From the HDF5 mailing list:
A little announcement, like I think potentially people in the HDF5 community could be interested in that.
We developed at Blue Brain Project / Human Brain Project a simple, modern, header-only C++ interface to the libhdf5. Mainly to overcome the current limitations of the actual HDF5 C++ interface ( no parallel HDF5, no thread safety, not modern C++ friendly )
It is Open Source and here is a non-explicit list of features :
- It supports both serial and parallel HDF5 with C++ ( contrary to the official bindings that disable c++ bindings when compiled with parallel mode )
- It does not require any compilation, and is embeddable in any project ( Boost Software License ).
- It supports automatic type mapping with C++ types and STL containers : std::vector, std::string, std::array, etc...

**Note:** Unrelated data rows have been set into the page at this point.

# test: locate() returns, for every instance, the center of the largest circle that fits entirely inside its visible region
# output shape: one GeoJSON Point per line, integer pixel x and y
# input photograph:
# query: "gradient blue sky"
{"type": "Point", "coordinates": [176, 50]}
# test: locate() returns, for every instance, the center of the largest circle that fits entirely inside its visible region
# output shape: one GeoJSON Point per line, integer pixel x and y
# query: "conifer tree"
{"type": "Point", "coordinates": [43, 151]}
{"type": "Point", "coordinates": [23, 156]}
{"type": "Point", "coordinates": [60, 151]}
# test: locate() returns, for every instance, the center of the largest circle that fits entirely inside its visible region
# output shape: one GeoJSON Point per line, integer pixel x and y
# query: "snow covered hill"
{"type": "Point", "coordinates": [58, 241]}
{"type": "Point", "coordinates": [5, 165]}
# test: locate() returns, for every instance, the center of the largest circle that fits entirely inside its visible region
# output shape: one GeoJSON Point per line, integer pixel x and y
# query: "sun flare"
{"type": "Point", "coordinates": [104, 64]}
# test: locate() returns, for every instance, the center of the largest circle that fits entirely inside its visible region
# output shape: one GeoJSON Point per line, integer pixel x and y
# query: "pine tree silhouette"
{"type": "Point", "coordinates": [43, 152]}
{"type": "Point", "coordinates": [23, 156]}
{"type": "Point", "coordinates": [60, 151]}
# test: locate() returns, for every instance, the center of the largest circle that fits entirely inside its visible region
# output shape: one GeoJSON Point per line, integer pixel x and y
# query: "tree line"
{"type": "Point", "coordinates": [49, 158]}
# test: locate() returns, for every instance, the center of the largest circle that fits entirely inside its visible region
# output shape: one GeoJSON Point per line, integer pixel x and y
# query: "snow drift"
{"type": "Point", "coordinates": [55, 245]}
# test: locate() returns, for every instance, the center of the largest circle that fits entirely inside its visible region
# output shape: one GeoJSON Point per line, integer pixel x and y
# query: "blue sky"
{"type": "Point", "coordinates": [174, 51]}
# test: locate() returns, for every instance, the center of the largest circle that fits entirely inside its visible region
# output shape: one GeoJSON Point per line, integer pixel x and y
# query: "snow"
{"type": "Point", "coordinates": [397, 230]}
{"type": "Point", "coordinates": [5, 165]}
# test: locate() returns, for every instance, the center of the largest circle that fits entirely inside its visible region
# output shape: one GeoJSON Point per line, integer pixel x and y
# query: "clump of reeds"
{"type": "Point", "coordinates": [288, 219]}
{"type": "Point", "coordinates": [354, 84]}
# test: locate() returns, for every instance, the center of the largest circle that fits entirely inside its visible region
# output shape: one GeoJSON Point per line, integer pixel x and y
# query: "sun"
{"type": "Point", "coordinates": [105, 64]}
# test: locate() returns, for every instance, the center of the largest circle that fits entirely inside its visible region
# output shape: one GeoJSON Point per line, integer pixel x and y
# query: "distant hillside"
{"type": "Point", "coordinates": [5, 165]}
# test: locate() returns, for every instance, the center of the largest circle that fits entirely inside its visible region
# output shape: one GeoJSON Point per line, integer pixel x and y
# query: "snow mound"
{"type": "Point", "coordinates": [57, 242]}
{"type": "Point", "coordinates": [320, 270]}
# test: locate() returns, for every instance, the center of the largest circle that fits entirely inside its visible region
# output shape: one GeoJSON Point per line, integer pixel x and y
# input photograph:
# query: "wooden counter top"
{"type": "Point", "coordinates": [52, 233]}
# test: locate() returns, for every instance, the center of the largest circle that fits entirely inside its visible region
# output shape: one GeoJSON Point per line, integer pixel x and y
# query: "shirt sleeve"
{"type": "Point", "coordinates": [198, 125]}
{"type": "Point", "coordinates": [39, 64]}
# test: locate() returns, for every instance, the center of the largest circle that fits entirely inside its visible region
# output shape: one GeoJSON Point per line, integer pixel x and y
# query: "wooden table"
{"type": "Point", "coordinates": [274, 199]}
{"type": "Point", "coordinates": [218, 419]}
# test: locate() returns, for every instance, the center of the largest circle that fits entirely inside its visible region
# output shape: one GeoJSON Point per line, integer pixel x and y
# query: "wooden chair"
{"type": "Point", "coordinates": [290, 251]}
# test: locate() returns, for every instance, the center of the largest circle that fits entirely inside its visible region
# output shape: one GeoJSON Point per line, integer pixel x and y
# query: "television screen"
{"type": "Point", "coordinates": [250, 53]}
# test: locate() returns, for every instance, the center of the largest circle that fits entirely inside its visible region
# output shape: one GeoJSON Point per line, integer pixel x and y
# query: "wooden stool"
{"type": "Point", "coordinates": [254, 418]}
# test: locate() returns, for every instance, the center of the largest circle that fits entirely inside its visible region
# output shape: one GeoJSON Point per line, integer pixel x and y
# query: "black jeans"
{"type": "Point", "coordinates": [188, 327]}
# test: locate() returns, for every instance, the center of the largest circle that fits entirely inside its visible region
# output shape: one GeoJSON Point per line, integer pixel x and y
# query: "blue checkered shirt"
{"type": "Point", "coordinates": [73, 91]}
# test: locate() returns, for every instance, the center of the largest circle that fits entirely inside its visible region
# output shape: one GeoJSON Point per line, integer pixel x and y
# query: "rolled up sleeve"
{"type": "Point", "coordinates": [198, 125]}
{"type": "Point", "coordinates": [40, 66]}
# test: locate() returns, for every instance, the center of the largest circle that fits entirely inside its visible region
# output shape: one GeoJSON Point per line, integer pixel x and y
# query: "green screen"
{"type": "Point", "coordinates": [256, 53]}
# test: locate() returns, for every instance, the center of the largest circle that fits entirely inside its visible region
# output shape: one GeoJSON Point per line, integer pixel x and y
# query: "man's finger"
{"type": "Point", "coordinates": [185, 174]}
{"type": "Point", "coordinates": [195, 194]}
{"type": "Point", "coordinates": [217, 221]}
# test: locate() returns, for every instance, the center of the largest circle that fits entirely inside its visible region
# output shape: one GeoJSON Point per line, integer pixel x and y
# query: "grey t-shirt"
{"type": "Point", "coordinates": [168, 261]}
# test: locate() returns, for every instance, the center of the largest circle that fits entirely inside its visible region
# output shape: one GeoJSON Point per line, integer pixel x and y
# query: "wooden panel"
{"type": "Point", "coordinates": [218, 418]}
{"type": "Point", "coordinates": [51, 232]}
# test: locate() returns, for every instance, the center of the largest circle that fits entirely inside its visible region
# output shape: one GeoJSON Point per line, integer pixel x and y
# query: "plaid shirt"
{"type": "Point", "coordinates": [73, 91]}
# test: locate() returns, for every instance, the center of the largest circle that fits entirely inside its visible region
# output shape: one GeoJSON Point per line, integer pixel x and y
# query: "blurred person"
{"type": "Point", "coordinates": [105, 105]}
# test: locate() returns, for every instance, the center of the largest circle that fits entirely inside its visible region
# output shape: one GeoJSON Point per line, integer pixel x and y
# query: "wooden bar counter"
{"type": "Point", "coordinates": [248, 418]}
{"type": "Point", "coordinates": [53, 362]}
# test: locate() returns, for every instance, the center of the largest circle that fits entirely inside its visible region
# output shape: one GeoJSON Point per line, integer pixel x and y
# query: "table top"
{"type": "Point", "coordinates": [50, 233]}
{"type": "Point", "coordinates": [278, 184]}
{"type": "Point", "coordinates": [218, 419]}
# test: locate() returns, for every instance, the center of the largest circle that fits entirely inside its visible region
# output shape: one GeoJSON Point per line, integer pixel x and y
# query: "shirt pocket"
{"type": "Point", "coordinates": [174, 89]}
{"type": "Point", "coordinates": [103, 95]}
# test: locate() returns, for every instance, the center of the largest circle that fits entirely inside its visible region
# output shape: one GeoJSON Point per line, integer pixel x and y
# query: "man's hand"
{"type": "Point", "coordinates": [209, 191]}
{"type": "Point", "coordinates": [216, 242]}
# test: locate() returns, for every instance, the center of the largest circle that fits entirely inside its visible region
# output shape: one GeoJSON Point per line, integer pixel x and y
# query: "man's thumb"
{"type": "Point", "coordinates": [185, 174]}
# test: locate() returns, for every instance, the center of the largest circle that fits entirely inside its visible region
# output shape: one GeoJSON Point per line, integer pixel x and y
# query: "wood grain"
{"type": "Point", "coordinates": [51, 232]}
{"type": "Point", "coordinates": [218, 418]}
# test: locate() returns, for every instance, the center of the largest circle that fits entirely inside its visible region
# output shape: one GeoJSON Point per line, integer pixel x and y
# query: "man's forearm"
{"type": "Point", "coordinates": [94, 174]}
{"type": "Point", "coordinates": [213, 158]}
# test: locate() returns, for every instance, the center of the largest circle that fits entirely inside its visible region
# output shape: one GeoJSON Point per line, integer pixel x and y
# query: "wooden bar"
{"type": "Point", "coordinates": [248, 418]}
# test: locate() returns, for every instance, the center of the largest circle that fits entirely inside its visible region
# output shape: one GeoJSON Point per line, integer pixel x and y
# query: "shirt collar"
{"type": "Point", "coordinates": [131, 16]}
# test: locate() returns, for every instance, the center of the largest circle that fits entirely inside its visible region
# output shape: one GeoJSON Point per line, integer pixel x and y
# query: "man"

- It supports Boost MultiArray and Boost UBLAS for Multi-dimentional dataset and Matrix load/save to/from HDF5 datasets.
- It is design to be modern C++11 / C++14 friendly
- It aims to be minimalsit and does not have any other dependencies than libhdf5 itself
- It does not support the integrality of the libhdf5 API for now, but If you have any interest or comment about it, let us know.
Adrien Devresse - Blue Brain Project / Human Brain Project
A question on the mailing list:
I'm interested in how you handle thread safety. I've only had a quick look, but looking at e.g. SliceTraits
::read, I can't see any lock being taken before the call to H5Dread (nor around the surrounding C++ code). Do you assume the HDF5 library is compiled in thread safe mode? And is are the wrappers themselves thread safe? -- Elvis Stansvik
An answer to the question:
For now, you get the thread safety provided by the HDF5 library yes. If libhdf5 has been compiled with thread safety, then HighFive is thread safe. If not, you need to do the locking yourself unfortunately. All the wrappers around libhdf5 provided by HighFive are thread-safe.